Um ihre imperialistische Politik durchführen zu können, greift die Bourgeoisie immer mehr zu offenem Terror. Hierzu braucht sie eine Armee, die für ihre Machterhaltung andere Völker brutal unterdrückt, sie braucht Militär, das die Arbeiterklasse im eigenen Land für ihre Ausbeutung kleinhält.

Durch den Militarismus ist die Arbeiterjugend ständig bedroht. In der Bundeswehr versucht man die jungen Arbeiter dazu zu erziehen, daß sie im 'Notfall' die Gewehre auf die streikenden Klassengenossen richten, versucht man durch Kasernendrill und Kadavergehorsam ihnen den letzten Funken Klassenbewußtsein auszutreiben. Auf diese Weise versucht die Kapitalistenklasse die Kampfkraft der gesamten Arbeiterklasse zu schwächen.

Durch den Wehrkundeerlaß (WKE, d.Vf.) versuchen die Kapitalisten die Lehrlinge und Jungarbeiter ideologisch zu beeinflußen und ihnen die Bundeswehr schmackhaft zu machen. Diesen Angriff müssen wir abwehren!

KAMPF DEM MILITARISMUS AN DEN SCHULEN1

Die Kapitalistenklasse führt einen fortwährenden Kampf um die Arbeiterjugend, sie will uns aus den Reihen der Arbeiterklasse herausreissen um somit die Kampfkraft der gesamten Arbeiterklasse zu schwächen. Bei Streiks mißbraucht sie uns als Streikbrecher und will uns somit von den Kämpfen der Arbeiter isolieren. Darum:

STREIKRECHT FÜR LEHRLINGE!

EINHEITLICHE KAMPFFRONT DER ARBEITER UND LEHRLINGE!

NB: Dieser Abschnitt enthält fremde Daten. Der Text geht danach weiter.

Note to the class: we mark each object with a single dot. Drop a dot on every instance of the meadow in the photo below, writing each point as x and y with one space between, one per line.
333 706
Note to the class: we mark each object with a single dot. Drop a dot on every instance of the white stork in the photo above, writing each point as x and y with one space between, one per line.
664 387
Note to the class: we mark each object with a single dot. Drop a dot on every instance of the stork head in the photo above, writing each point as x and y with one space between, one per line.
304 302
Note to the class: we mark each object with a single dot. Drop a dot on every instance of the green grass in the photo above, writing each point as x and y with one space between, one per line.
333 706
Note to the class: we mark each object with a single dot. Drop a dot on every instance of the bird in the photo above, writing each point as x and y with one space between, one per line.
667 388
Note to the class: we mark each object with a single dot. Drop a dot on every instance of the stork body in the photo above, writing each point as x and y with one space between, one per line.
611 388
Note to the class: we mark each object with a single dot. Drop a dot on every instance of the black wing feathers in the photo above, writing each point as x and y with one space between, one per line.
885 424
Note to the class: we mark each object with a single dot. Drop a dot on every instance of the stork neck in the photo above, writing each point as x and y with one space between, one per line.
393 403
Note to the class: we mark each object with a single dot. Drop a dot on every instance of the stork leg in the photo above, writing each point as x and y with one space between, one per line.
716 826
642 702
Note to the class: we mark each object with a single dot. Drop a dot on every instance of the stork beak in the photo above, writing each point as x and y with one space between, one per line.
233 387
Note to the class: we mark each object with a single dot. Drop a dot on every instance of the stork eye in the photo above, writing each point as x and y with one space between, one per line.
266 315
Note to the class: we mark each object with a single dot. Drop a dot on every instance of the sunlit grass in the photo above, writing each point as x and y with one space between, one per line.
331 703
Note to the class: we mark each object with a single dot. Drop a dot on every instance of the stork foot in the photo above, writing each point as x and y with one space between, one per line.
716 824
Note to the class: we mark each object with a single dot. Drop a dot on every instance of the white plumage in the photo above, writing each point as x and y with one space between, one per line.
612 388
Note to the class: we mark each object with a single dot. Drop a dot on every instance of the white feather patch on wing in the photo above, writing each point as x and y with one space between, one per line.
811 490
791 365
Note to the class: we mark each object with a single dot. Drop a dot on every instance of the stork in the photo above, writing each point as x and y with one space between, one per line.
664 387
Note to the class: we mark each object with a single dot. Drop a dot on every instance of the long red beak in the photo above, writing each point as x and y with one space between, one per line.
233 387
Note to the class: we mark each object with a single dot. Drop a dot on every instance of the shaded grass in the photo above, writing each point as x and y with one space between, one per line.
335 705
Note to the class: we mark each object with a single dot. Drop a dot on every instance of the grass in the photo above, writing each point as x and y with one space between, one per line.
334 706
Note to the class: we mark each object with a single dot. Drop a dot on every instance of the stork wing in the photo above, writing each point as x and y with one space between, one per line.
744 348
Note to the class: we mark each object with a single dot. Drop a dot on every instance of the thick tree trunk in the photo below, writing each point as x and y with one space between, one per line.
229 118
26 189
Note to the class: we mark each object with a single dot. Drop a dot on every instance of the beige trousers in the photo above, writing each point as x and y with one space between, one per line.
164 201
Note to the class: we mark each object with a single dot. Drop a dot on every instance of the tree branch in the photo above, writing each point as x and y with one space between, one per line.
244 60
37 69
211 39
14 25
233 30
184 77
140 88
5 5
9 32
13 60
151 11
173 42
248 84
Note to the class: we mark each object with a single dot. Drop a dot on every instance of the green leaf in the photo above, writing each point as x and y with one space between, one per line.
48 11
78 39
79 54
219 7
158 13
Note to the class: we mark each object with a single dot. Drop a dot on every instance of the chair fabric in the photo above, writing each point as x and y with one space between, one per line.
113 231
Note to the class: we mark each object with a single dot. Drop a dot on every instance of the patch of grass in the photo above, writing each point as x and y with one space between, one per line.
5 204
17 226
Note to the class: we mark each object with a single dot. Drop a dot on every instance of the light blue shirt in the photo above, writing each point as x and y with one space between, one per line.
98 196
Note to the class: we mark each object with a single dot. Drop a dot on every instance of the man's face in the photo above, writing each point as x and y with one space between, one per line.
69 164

Durch unsere niedrigen Lehrlingsgelder sind wir nicht einmal in der Lage uns alleine durchzubringen. Wir sind angewiesen auf das eh schon knappe Geld unserer Eltern. Deshalb:

500 DM EINHEITSLOHN FÜR ALLE LEHRLINGE!

Durch den Stufenplan wird die Ausbildung noch mehr den Profitinteressen des Kapitals angepaßt. Es soll ein riesiggroßes Heer von Schlitzeklopfern, Schraubendrehern usw. entstehen.

GEGEN DIE EINFÜHRUNG DES STUFENPLANS

Zeigen wir am 1.Mai unsere Kampfentschlossenheit, wehren wir uns gegen die Angriffe der Kapitalisten und ihres Staates. Gehen wir mit der übrigen Arbeiterklasse auf die Straße."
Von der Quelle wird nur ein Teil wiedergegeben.